Ein klein wenig abseits, vielleicht dreißig Meter entfernt, hatte ein Verladearbeiter an einem Motor gewerkelt, der nicht richtig hatte laufen wollen. Beziehungsweise hatte er das jedem erzählt, der sich dafür interessiert hatte. Dies hatte ihn in eine exzellente Position gebracht, um Red und den Kapitän der Karuma mit Hilfe eines kleinen Richtfunkmikrophons zu belauschen. Hier hieß er Léon und war ein Wanderarbeiter aus Burutu, der für einen Appel und ein Ei am Hafen schuftete - zum Glück verstand er was von Motoren - und bummelte sich so durch den Tag, bevor er abends für einen Drittel seines Tageslohns eine Dusche nahm und den Rest mit den anderen Arbeitern mit billigem Alkohol durchbrachte. Offiziell jedenfalls. Inoffiziell hieß er nämlich Jared Worker, und dank seiner schwarzafrikanischen Vorfahren war er gerade dazu prädestiniert, anstatt in seiner Heimatstadt St. Louis ein langweiliges Leben als Anwalt oder Polizist zu führen, für den CIA in Schwarzafrika eingesetzt zu werden. Ndongo war zwar nicht gerade die heißeste Adresse für einen Agenten, eigentlich, aber die Ansprüche waren gerade gestiegen. Der anonyme Tipp an die Botschaft, der ihn hergebracht hatte, war sein Gewicht in Gold wert gewesen. Vierzig Sizzler, wenn die jemals gegen die Trägerkampfgruppe oder gegen die Briten bei den Falklands zum Einsatz kamen, würde es ein schwarzer Tag für die Demokratie werden. Léon beschloss, dass der Motor wieder funktionierte. Er riss ihn zur Probe an und er schnurrte wie ein Kätzchen. Das brachte ihm ein Lob vom Schichtleiter ein, obwohl er Leute aus Burutu nicht besonders mochte. Aber er mochte ohnehin niemanden besonders, der nicht als Upeti geboren worden war. Anschließend erlaubte er Léon eine Verlängerung seiner Frühstückspause auf dreißig Minuten. Genug Zeit für Special Agent Jared Worker, seinen Führungsoffizier in der Botschaft zu verständigen. Er war sich sicher, dass er mit diesem Fund Aufmerksamkeit erregen würde. Viel Aufmerksamkeit. Und dass er eventuell nach dieser Mission in ein interessanteres Aufgabengebiet versetzt wurde. Eventuell. Man sollte nicht zu viel erwarten.
***
Die geheime Nachricht, die der Agent eine halbe Stunde später unauffällig weitergeben konnte, ging direkt an die US-Botschaft in Ompala und wurde dort sofort dem Führungsoffizier des Agenten weitergeleitet. Kulturattaché Alan Sanders war natürlich nicht nur für die Organisation gemeinsamer Volksfeste zuständig, oder die Förderung von Theatern und Kinos im Lande, aber sein Studium der Kunstgeschichte hatte ihn für diese Tarnrolle prädestiniert. Dass er nebenbei, quasi im Zweitberuf, zum CIA-Agenten ausgebildet worden war, stand auf einem anderen Blatt. Und das war gut weggeschlossen in Langley, Virginia. Ndongo war sein erster selbstständiger Auftrag, weil das Land als "einfach" angesehen wurde, solange es nicht um Belongo ging und er selbst war nun mal ein Anfänger als Führungsagent. Das hieß aber nicht, dass er dumm oder oberflächlich war.
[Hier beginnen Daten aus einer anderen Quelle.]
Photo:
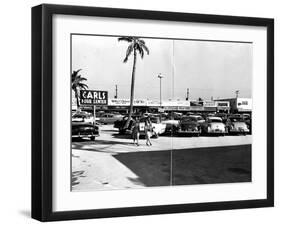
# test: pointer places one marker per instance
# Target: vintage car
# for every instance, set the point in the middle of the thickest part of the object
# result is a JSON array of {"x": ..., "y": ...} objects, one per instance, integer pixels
[
  {"x": 171, "y": 125},
  {"x": 189, "y": 125},
  {"x": 82, "y": 116},
  {"x": 237, "y": 125},
  {"x": 199, "y": 118},
  {"x": 158, "y": 127},
  {"x": 120, "y": 125},
  {"x": 109, "y": 118},
  {"x": 84, "y": 130},
  {"x": 214, "y": 125}
]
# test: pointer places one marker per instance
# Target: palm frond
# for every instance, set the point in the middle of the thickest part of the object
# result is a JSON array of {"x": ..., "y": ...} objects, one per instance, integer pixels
[
  {"x": 127, "y": 39},
  {"x": 143, "y": 46},
  {"x": 82, "y": 86},
  {"x": 140, "y": 50},
  {"x": 128, "y": 53}
]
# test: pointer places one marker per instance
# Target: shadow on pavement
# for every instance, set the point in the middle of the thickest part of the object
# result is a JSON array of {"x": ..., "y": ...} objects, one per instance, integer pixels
[{"x": 227, "y": 164}]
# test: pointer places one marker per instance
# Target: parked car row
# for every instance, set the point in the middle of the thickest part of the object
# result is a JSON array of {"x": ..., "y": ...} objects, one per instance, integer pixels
[
  {"x": 191, "y": 124},
  {"x": 84, "y": 125}
]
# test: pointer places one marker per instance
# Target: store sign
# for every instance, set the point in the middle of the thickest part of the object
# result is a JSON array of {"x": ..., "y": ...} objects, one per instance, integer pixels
[
  {"x": 93, "y": 97},
  {"x": 209, "y": 103},
  {"x": 222, "y": 104},
  {"x": 196, "y": 103},
  {"x": 126, "y": 102}
]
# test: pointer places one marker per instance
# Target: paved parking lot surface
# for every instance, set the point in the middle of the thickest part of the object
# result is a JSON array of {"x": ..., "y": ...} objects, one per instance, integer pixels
[{"x": 114, "y": 162}]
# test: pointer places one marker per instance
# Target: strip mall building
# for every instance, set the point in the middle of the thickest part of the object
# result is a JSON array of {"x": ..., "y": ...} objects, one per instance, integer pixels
[{"x": 231, "y": 105}]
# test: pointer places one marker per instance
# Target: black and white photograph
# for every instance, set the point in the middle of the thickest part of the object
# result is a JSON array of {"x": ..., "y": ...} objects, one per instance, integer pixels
[{"x": 156, "y": 112}]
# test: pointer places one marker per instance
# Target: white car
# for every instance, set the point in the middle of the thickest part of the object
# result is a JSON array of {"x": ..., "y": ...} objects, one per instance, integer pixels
[
  {"x": 158, "y": 127},
  {"x": 82, "y": 116},
  {"x": 236, "y": 125},
  {"x": 214, "y": 125}
]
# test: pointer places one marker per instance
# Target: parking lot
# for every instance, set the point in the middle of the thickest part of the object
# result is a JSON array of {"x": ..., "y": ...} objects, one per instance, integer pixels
[{"x": 112, "y": 161}]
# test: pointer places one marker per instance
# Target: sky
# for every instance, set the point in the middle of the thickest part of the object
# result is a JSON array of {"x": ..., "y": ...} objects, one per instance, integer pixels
[{"x": 209, "y": 69}]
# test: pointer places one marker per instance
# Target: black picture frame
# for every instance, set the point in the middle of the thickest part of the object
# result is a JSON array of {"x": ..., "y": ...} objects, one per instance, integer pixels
[{"x": 42, "y": 111}]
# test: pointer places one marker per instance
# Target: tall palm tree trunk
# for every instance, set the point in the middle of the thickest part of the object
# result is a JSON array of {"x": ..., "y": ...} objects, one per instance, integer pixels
[
  {"x": 77, "y": 99},
  {"x": 132, "y": 90}
]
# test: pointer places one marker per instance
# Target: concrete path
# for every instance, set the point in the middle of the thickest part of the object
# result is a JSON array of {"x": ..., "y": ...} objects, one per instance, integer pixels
[{"x": 114, "y": 162}]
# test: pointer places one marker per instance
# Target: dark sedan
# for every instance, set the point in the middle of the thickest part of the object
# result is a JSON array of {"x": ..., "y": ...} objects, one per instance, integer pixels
[
  {"x": 84, "y": 130},
  {"x": 189, "y": 125}
]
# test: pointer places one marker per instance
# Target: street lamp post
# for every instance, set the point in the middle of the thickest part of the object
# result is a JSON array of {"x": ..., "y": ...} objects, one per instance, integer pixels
[{"x": 160, "y": 76}]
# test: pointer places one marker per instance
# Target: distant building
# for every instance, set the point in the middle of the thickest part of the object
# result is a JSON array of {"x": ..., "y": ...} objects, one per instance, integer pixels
[{"x": 239, "y": 105}]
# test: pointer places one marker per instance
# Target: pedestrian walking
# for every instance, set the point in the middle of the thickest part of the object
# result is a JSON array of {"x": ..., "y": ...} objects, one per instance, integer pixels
[
  {"x": 148, "y": 131},
  {"x": 136, "y": 132}
]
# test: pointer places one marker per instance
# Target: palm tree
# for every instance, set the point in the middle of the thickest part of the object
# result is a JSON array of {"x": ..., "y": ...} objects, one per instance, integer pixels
[
  {"x": 77, "y": 84},
  {"x": 136, "y": 45}
]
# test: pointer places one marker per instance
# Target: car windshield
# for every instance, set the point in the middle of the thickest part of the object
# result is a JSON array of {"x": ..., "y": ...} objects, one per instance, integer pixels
[
  {"x": 215, "y": 120},
  {"x": 189, "y": 119},
  {"x": 155, "y": 120},
  {"x": 237, "y": 119}
]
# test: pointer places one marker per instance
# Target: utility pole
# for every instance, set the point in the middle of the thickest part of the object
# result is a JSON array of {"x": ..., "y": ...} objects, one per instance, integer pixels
[
  {"x": 160, "y": 76},
  {"x": 187, "y": 94},
  {"x": 237, "y": 93},
  {"x": 116, "y": 92}
]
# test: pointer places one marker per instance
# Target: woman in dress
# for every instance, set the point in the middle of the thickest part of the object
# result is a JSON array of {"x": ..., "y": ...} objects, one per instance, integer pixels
[
  {"x": 148, "y": 131},
  {"x": 136, "y": 132}
]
Als er realisierte, was da gerade im Begriff war, noch vor dem Eintreffen des Trägerverbands nach Norden davongeschafft zu werden, zählte er eins und eins zusammen und ließ sich mit Priorität mit dem Hauptquartier in Langley verbinden.
"...ja, richtig gehört. Klub-K, die Version, die aus Containern abgeschossen werden. Vier pro Container. Auf dem Weg von Banana Port nach Buenos Aires... Ja, Mr. Vice Director, ich denke auch, dass die Waffen für einen weiteren Angriff auf die Falklands sind. Wir wissen, wie erfolgreich die Exocets damals waren, obwohl die meisten nicht mal explodiert sind. Ich wette, die Russen liefern nicht so fehlerhafte Ware wie die Franzmänner... Ja, Sir... Nein, Sir... Nein, kein Problem. Wir kriegen ein Platoon Marines von der Abe, und der Osprey bleibt auf dem Gelände, um das US-Personal rechtzeitig evakuieren zu können... Nein... Nein... Nein... Ja, das einheimische Personal wurde für die nächsten Tage beurlaubt... Ja, Mr. Vice Director, ich werde Ihre Empfehlung an den Botschafter weitergeben... Ja, Sir, halte ich steif. Beide Ohren... Südafrika klingt wirklich gut... Danke, Mr. Vice Director... Ja, alles vorbereitet, um die wichtigsten Dokumente zu vernichten, wenn nötig... Ja, danke, Sir... Danke."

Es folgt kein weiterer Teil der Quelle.